Simmer down with comforting fall soups

Photo by Michael Cummo

Once the temperatures drop, we instantly start craving steaming-hot soups, stews, and chowders, especially here in New England. Although the month of October seemed like an extension of summer, November has arrived, with its chilly nights and threats of snow. So pull out the slow cookers, the Dutch ovens, and the stockpots, because it’s time to start making soup. We’ll also explore the Island in search of some of the best soup offerings during the off-season, as well as giving you some tips and tricks from Island chefs.

Chefs’ favorites

Jan Burhman of Kitchen Porch Catering tells us that this time of year, she loves roasting butternut squash — both for dinner, and as preparation for soup. “It’s easy and nourishing,” she says. Ms. Buhrman starts most of her soups by gently sautéing two onions or leeks in butter or coconut oil and sprinkling in curry powder and minced ginger (interchanging spices depending on desired flavor). Then she adds her favorite stock and stirs in roasted squash, letting it simmer for 10 minutes. A quick pulse in the blender creates a smooth, seasonal soup.

Chef Jeremy Davis of The Port Hunter says his all-time favorite soup to make is an aromatic blend of spices and fresh herbs. “I make a fantastic red and green curry broth using fragrant lemongrass and rich coconut milk,” he says. By sautéing the curry paste with his favorite seasonal vegetables and housemade broth, he creates a base that he then uses alongside fresh seafood like mussels. The secret behind a great soup, according to Mr. Davis, is “it either has the property to warm you up or cool you down.”

For Chef Christian Thornton of Atria, “Nothing is better than matzo ball soup. The smells and memories it evokes in me are amazing.” When you visit the restaurant on Main Street in Edgartown, you’ll notice he keeps the matzo ball soup at home and creates gorgeous, silky-smooth soups for his customers. His current favorite? Oven-roasted butternut squash soup with curry crème fraîche and toasted pumpkin seeds.

Good Taste recommendations

My recommendations, based on generous amounts of soups I’ve consumed in the past five years of living on the Island, are solely based on flavors. Be sure to check them out if you can:

In Edgartown, try the French onion soup at The Newes Pub. It’s broth-based, with a hint of sherry wine that pairs perfectly with its topping of bread and three varieties of cheeses. It’s the perfect way to warm up on a chilly day, especially by the fireplace at The Newes, a perfect winter spot.

In Oak Bluffs, stop by Offshore Ale and check out their daily soup special, always a fantastic lunch option. Offshore’s annual promotion of “Buy 5 lunches, get the 6th free” runs now through May 2015.

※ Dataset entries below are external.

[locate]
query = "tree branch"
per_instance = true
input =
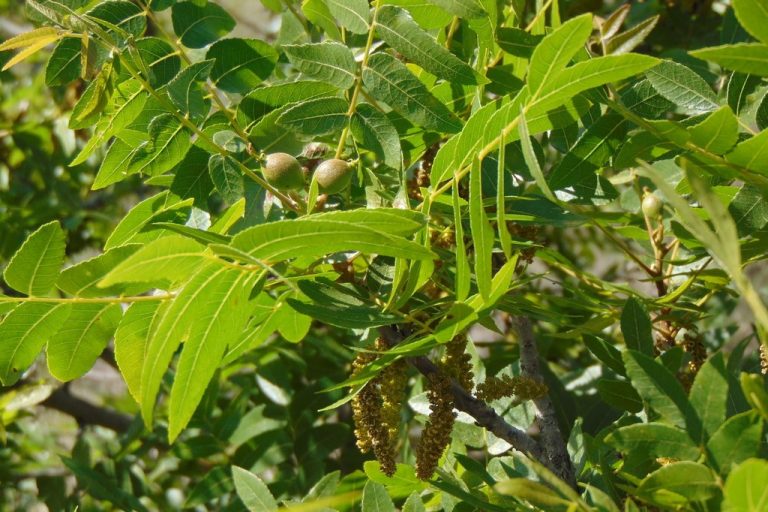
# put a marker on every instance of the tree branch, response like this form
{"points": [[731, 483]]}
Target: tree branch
{"points": [[484, 415], [85, 413], [552, 442]]}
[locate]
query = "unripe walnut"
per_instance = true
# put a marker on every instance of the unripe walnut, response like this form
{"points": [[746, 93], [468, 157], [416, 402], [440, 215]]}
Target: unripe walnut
{"points": [[333, 176], [283, 171], [651, 205]]}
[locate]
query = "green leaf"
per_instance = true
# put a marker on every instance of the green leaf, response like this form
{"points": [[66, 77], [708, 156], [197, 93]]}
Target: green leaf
{"points": [[340, 305], [263, 100], [323, 234], [752, 153], [746, 489], [81, 280], [125, 105], [636, 327], [168, 143], [316, 117], [241, 64], [482, 232], [376, 499], [328, 61], [252, 491], [749, 210], [198, 25], [35, 267], [709, 394], [469, 9], [187, 94], [75, 347], [556, 49], [158, 208], [171, 259], [662, 391], [753, 16], [652, 440], [735, 441], [389, 80], [351, 14], [220, 316], [23, 333], [131, 342], [683, 87], [678, 484], [374, 131], [64, 65], [396, 27], [750, 58], [590, 153], [114, 167], [620, 395], [226, 176], [718, 132], [587, 75]]}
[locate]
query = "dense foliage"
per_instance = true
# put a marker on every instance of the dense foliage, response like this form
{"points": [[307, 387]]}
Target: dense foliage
{"points": [[434, 255]]}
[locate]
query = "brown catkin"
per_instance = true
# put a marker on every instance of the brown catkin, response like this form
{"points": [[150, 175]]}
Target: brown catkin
{"points": [[437, 432], [457, 363]]}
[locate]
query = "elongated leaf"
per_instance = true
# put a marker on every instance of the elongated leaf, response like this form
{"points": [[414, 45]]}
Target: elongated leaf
{"points": [[717, 133], [747, 486], [35, 267], [131, 341], [168, 143], [318, 235], [114, 167], [683, 87], [632, 38], [591, 152], [636, 327], [373, 130], [64, 65], [655, 440], [395, 26], [351, 14], [735, 441], [23, 333], [586, 75], [662, 391], [241, 64], [752, 153], [186, 92], [328, 61], [556, 49], [170, 259], [227, 178], [80, 280], [219, 319], [316, 117], [750, 58], [75, 347], [263, 100], [678, 484], [125, 105], [709, 394], [198, 25], [252, 491], [390, 81], [753, 16]]}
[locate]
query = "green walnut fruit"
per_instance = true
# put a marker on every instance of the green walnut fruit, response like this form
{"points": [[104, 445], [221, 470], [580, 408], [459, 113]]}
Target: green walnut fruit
{"points": [[333, 176], [651, 206], [283, 171]]}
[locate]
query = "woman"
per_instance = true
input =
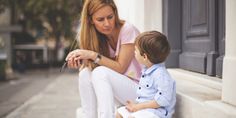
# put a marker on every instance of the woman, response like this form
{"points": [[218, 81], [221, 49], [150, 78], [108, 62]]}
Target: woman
{"points": [[108, 70]]}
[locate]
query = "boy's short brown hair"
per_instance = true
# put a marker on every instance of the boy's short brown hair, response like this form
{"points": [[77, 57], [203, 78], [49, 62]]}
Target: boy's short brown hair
{"points": [[154, 44]]}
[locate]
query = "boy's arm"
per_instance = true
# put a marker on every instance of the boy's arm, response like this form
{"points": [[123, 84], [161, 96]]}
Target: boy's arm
{"points": [[133, 107]]}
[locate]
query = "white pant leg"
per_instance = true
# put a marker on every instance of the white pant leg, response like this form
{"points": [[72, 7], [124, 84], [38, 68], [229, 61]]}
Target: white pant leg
{"points": [[109, 84], [87, 94], [138, 114], [144, 113]]}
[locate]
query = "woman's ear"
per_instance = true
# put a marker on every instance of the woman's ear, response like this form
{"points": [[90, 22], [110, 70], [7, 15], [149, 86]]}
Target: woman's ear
{"points": [[145, 56], [90, 20]]}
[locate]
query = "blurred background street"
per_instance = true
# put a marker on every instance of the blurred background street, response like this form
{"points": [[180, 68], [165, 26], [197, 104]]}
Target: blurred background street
{"points": [[35, 37]]}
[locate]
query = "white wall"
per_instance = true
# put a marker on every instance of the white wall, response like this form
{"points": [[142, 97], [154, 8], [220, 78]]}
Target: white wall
{"points": [[229, 80], [144, 14]]}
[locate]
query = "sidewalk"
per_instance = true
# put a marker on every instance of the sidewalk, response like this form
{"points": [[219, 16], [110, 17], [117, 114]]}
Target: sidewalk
{"points": [[60, 99]]}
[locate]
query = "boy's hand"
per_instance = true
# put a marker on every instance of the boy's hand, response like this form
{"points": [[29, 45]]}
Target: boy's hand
{"points": [[131, 106]]}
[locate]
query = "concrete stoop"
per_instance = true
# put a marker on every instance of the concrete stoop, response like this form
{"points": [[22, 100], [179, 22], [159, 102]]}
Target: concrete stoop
{"points": [[199, 96]]}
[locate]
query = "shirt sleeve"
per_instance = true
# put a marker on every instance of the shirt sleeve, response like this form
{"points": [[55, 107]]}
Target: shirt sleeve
{"points": [[129, 34], [165, 91]]}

In Vineyard Haven, try the hot and sour soup at Copper Wok when you’re craving mainland Asian flavors. This soup is extremely hearty, and although the broth is light, it’s packed with cabbage, bamboo shoots, black mushrooms, bell peppers, and a hint of Chinese vinegar to balance it all out. Another don’t-miss spot in Vineyard Haven is Tisberry, the frozen-yogurt shop, which also serves up a variety of daily specials of fresh soups, including but not limited to Southwestern vegetable and chicken, sweet Italian sausage, mulligatawny, ginger carrot artichoke, pasta fagioli, and sweet corn chowder.

Up-Island, try the lobster bisque at Larsen’s Fish Market when all you need is a creamy, luscious soup packed with fresh, sweet lobster meat. Be careful: This one is addictive. Even if you live down-Island, this bisque will have you making the trek to Menemsha more than once a week.

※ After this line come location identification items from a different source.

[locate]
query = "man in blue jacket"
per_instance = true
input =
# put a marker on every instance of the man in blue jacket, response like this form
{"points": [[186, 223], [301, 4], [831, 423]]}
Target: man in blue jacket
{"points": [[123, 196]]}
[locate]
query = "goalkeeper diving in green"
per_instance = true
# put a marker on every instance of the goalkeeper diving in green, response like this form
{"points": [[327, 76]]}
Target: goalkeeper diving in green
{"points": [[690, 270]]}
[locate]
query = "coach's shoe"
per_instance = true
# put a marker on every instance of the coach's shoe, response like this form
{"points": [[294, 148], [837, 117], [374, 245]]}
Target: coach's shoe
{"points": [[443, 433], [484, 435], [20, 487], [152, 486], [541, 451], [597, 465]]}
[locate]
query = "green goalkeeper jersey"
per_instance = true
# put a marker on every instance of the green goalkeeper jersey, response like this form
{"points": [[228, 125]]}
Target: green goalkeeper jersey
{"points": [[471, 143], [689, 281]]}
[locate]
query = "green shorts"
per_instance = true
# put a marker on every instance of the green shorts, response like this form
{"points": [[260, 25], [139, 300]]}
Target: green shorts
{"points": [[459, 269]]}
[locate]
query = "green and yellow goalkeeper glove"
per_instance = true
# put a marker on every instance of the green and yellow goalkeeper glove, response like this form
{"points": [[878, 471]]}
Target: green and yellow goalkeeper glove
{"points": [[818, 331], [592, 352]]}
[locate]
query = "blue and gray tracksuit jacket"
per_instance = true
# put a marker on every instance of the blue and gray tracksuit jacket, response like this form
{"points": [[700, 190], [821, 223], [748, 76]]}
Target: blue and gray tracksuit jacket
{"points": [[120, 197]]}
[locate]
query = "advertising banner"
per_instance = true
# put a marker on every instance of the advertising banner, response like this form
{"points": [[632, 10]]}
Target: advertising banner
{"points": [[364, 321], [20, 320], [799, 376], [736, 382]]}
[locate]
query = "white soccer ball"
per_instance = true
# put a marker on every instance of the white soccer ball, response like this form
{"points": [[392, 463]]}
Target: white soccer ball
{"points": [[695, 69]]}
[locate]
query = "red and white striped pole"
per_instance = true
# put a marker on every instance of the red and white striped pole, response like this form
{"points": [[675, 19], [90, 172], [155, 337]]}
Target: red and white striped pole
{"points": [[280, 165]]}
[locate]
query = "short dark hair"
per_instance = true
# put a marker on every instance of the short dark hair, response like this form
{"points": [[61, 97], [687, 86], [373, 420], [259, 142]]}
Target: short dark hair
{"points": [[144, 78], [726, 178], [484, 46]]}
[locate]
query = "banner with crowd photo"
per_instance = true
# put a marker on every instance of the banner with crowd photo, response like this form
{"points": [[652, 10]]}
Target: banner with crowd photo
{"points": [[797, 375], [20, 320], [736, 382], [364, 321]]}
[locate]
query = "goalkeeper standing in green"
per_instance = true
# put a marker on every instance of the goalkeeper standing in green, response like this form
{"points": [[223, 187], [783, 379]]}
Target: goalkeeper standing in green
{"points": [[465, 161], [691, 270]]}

Whether you decide to try some of the local offerings or are inspired to try making your own soups at home, you’ve got a bounty of seasonal produce to choose from at local farms and markets. North Tabor Farm has harvested some gorgeous sweet potatoes, and Morning Glory Farm always has vibrant cooking greens, perfect for soups and stews.

Soup-making tips and tricks

  • Create a “stock bucket”: When cooking, save the ends and scraps of vegetables in a bucket in your fridge. By the end of the week, you’ll have enough to throw in a pot, cover with water, and simmer to make homemade vegetable stock. If you’re saving bones from a roast chicken to make chicken stock, freeze the bones until you have enough to make stock.
  • Taste and season as you go, but remember that the more you reduce your soup, the saltier it will become, so check your salt toward the end. Martha’s Vineyard Sea Salt adds great depth of flavor to any soup.
  • Bust out that slow cooker! It’s perfect for throwing in stock and vegetables, as well as whatever protein you’ve got; it will do the cooking for you.
  • Living a dairy-free lifestyle, but craving a creamy soup? Use puréed potatoes (regular or sweet potatoes) or whisk in a slurry (cornstarch and water) to add a creamy texture.
  • Always make a double batch of soup — it freezes nicely, and provides you with meals when you’re not up for cooking.